Mais interdire l’accès à SWIFT à la Russie pourrait également avoir un impact négatif sur les économies mondiales, en particulier les pays européens ayant des liens commerciaux étroits.
«À Moscou, qui achète énormément de voitures allemandes très chères ? C’est l’élite allemande [qui serait affectée]. La France a aussi l’habitude de vendre énormément de choses à la Russie», a déclaré jeudi l’économiste mondial de l’énergie Jan Stuart à CTV News Channel.
«L’une des raisons pour lesquelles vous ne voulez pas chasser les Russes de SWIFT est que vos propres banques vont faire faillite. Il y a plus de relations avec la Russie qu’il n’y paraît», ajoute l'économiste.
Jeudi, le ministre ukrainien des Affaires étrangères, Dmytro Kulebab, a condamné le bombardement russe des villes ukrainiennes, appelant au retrait du pays de SWIFT.
I will not be diplomatic on this. Everyone who now doubts whether Russia should be banned from SWIFT has to understand that the blood of innocent Ukrainian men, women and children will be on their hands too. BAN RUSSIA FROM SWIFT.
— Dmytro Kuleba (@DmytroKuleba) February 24, 2022
Le 28 avril 2021, le Parlement européen a adopté une résolution menaçant de prendre des mesures contre la Russie si elle envahissait l’Ukraine, notant que la Russie pourrait être «exclue du système de paiement SWIFT» si une action militaire était entreprise.
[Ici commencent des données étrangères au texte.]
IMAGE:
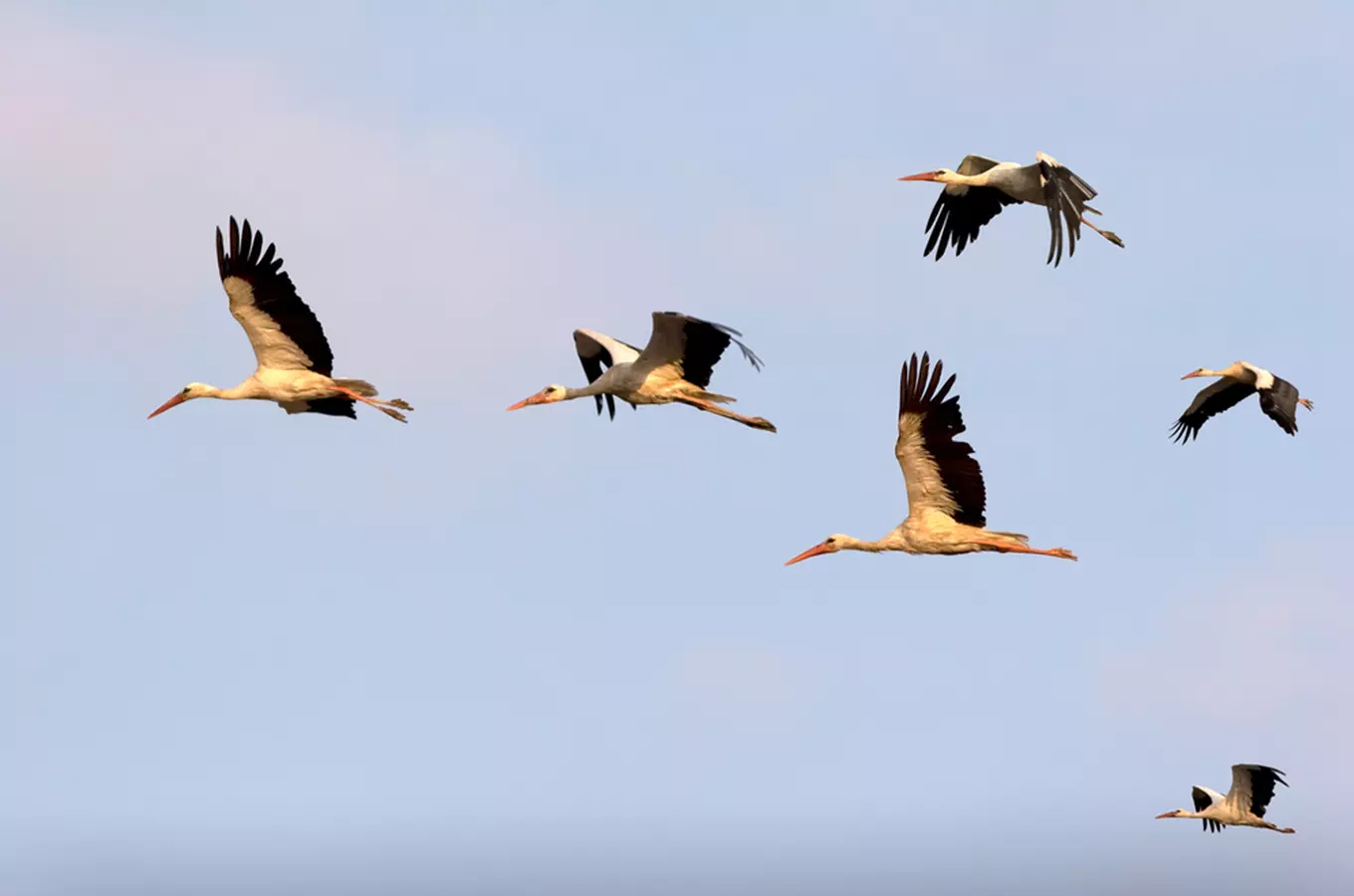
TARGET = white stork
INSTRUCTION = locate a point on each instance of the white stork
(945, 493)
(982, 187)
(1244, 804)
(673, 367)
(1278, 398)
(290, 345)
Cependant, la résolution était juridiquement non viable.
Le ministre danois des Affaires étrangères, Jeppe Kofod, a déclaré lundi que l’UE était prête à répondre à une invasion russe de l’Ukraine par «des sanctions globales jamais vues auparavant». Et mardi, le chef de la diplomatie européenne Josep Borrell a averti que les sanctions seraient «le levier le plus important dont dispose l’Occident, ou du moins l’Union européenne».
Le premier ministre britannique Boris Johnson a également déclaré que son gouvernement discutait de la possibilité d’interdire la Russie à SWIFT, mais a noté que cette décision nécessiterait le soutien des États-Unis.
«Il ne fait aucun doute que ce serait une arme très puissante [contre la Russie]. J’ai bien peur qu’elle ne puisse vraiment être déployée qu’avec l’aide des États-Unis. Nous sommes en discussion à ce sujet», a déclaré Johnson mardi.
Pour sa part, SWIFT affirme être une partie neutre et n’a pas le pouvoir de prendre des décisions de sanction.